Молодой человек фыркнул.
– Не горю желанием. – И доходчиво разъяснил тёмной женщине: – У императора свои дела, а у меня свои.
Вообще он старался придерживать свою снисходительность, удачно сочетая в разговоре развязность, подобающую общению с простонародьем, с тонкой иронией и далеко идущим расчётом.
– Вы сами-то где учились, Алёна Ивановна?
Именинница заулыбалась, аж щёчки сделались как яблочки.
– Я-то? Учёна как Иона! В море бросили, кит проглотил и по морю носил, пока премудрости не нахлебалась. Потом выплюнул, и стала я сама на том ките по морю житейскому плавать.
– Да… Было дело под Полтавой… – Гость поморгал соловеющими глазами. – Я думал, вы акула, Алёна Ивановна, а вы чудо-юдо рыба-кит.
Хозяйка блеснула на него голубым, как бирюза в ушах, взором и, хлопнув по столу, вдруг завела:
– Поедем, родимый, ката-а-ться! Давно ты меня поджида-ал!

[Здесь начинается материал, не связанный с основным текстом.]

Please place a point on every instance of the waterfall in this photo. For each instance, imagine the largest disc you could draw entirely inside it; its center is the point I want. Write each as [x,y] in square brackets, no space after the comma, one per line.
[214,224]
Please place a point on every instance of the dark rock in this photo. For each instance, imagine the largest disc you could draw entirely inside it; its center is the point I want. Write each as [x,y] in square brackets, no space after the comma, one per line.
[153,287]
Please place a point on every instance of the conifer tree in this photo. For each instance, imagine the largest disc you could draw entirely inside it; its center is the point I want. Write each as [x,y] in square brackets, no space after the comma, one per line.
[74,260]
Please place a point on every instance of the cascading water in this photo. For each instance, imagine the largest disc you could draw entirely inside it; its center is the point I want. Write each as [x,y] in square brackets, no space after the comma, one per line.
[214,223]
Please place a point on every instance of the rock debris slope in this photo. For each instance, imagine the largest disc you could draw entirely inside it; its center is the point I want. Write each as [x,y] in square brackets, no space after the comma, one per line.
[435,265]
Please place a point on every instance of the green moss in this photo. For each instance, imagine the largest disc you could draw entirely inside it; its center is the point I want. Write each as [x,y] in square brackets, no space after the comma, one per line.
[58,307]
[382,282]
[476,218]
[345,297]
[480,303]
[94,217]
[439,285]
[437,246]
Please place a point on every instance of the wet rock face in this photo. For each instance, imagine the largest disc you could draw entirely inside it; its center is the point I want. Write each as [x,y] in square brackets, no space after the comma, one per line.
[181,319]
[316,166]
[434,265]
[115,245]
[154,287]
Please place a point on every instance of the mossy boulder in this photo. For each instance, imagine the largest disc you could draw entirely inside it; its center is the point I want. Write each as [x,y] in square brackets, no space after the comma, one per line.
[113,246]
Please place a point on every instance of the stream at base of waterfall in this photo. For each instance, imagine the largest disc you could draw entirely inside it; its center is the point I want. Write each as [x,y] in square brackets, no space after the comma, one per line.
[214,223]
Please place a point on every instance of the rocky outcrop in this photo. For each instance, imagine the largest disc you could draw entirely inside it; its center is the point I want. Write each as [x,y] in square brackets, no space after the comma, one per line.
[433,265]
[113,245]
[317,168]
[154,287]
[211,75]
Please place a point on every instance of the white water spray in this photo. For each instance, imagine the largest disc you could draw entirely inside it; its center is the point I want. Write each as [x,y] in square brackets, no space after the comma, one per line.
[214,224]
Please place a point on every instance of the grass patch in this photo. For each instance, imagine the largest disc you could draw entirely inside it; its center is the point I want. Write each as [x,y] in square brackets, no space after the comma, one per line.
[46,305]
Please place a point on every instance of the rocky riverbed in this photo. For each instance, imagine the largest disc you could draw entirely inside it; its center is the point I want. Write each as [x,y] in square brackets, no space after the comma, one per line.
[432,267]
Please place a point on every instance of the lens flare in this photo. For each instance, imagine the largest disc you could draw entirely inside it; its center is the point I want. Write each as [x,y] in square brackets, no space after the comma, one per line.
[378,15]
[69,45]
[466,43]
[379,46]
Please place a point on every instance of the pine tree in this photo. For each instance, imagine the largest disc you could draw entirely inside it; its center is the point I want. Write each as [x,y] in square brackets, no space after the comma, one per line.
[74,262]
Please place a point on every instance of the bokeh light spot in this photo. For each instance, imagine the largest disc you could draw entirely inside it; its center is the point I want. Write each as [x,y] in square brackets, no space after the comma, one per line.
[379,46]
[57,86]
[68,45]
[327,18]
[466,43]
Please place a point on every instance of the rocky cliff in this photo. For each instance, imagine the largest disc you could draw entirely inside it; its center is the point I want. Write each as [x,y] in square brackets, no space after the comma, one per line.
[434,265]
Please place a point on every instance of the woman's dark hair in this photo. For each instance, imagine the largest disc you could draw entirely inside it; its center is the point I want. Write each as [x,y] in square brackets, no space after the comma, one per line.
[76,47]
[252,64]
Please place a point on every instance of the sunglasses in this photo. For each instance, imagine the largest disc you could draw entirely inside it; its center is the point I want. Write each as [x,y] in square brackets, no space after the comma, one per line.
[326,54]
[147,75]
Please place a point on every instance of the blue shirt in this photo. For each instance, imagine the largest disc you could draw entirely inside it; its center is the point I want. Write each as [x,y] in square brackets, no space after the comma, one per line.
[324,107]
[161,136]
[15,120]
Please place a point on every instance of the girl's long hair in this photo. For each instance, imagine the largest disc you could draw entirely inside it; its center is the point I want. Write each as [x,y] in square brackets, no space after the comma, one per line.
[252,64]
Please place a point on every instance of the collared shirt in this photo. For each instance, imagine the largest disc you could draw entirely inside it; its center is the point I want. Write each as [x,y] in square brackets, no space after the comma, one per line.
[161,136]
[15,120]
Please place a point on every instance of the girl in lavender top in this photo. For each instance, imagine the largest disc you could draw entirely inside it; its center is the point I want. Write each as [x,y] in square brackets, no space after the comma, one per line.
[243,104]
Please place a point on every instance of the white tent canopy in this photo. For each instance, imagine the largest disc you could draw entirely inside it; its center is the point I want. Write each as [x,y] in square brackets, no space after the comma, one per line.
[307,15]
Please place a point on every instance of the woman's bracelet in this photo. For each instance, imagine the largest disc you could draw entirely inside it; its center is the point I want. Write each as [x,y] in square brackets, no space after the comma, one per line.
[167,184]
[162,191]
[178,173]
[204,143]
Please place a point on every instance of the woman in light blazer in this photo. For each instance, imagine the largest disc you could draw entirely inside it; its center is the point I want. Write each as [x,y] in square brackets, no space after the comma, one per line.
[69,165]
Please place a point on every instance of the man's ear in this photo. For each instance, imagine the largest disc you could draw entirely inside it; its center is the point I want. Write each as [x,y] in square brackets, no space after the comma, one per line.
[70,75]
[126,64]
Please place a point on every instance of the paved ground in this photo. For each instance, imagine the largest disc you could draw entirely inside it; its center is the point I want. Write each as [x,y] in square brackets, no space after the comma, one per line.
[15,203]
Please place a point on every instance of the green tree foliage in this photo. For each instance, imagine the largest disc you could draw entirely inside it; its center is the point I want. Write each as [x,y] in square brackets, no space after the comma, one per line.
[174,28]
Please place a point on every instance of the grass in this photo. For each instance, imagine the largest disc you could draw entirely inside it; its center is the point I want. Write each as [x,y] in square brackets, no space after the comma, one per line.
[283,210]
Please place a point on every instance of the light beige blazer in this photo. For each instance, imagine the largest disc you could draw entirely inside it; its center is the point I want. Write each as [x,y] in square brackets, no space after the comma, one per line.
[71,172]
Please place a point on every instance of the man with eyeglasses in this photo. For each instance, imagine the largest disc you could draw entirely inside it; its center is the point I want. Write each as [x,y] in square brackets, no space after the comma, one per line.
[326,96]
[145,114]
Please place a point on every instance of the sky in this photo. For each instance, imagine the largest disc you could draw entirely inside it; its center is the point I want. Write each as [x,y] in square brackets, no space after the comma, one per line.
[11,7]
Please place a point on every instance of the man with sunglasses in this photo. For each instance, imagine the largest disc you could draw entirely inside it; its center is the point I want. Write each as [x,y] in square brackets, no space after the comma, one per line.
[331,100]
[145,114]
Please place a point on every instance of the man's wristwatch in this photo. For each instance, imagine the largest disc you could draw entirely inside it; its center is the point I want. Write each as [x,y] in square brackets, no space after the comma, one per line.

С дивана заухала Лизавета, студент тоже слегка подвыл в такт, поскольку слова забыл. «Как славно всё сладилось, – повторял он про себя, – главное сейчас – держать себя в руках».
– В таку-ую шальную пого-о-ду нельзя доверяться волна-ам!
Ему вдруг захотелось спать, да так сильно, что хоть сгоняй дурынду с дивана. Нехорошо, подумают, что объелся с голодухи или пить слаб, кувыркается с одной рюмки. Он выпил ещё квасу и для окончательного закрепления превосходства пустился объяснять хозяйке смысл сыра по Молешотту. Сыр, чтоб вы понимали, драгоценная Алёна Ивановна, это не просто забродивший молочный жир. Сыр – это атрибут свободы. Раз есть сыр, значит, есть скот. Например, Швейцария. Значит, люди едят мясо. А от мяса растут не только мускулы, но и благородные чувства: мужество, стремление к независимости, сила воли, достоинства разных видов… Хозяйка, соглашаясь с Молешоттом (или Бюхнером?), положила гостю сыра на тарелку.
– Ешь свободно, батюшка, Лизка ещё дорежет.
Тут молодой человек заметил, что стол сильно вытянулся, тарелка с сыром тоже отползла на край, но у него оказалось одна чрезвычайно длинная рука, которой он и перехватил свободолюбивый продукт. Какая у них длинная комната, поразился он. Прав, прав был Пётр I! – Сквознячок пошатывал комнату и раскачивал клетку без канарейки, подвешенную у окна. Атмосфера приятно посинела, посуда отливала бирюзой и позвякивала, тоже желая кататься. Одно лишь огорчало: сыр подменили, – и на вид и на вкус – мыло явное. «Кухня – мыло», вспомнил он, с трудом поднялся, опираясь на стол, и обратился к имениннице («когда это она успела щёчки с ямочками синим накрасить? Но так ей лучше, гораздо лучше») в свойственной ему неотразимо-располагающий манере:
– Так как насчёт денег, матушка?
– Каких таких денег, батюшка?
В ответ на такое плутовство именинницы студент подмигнул ей сразу обоими глазами.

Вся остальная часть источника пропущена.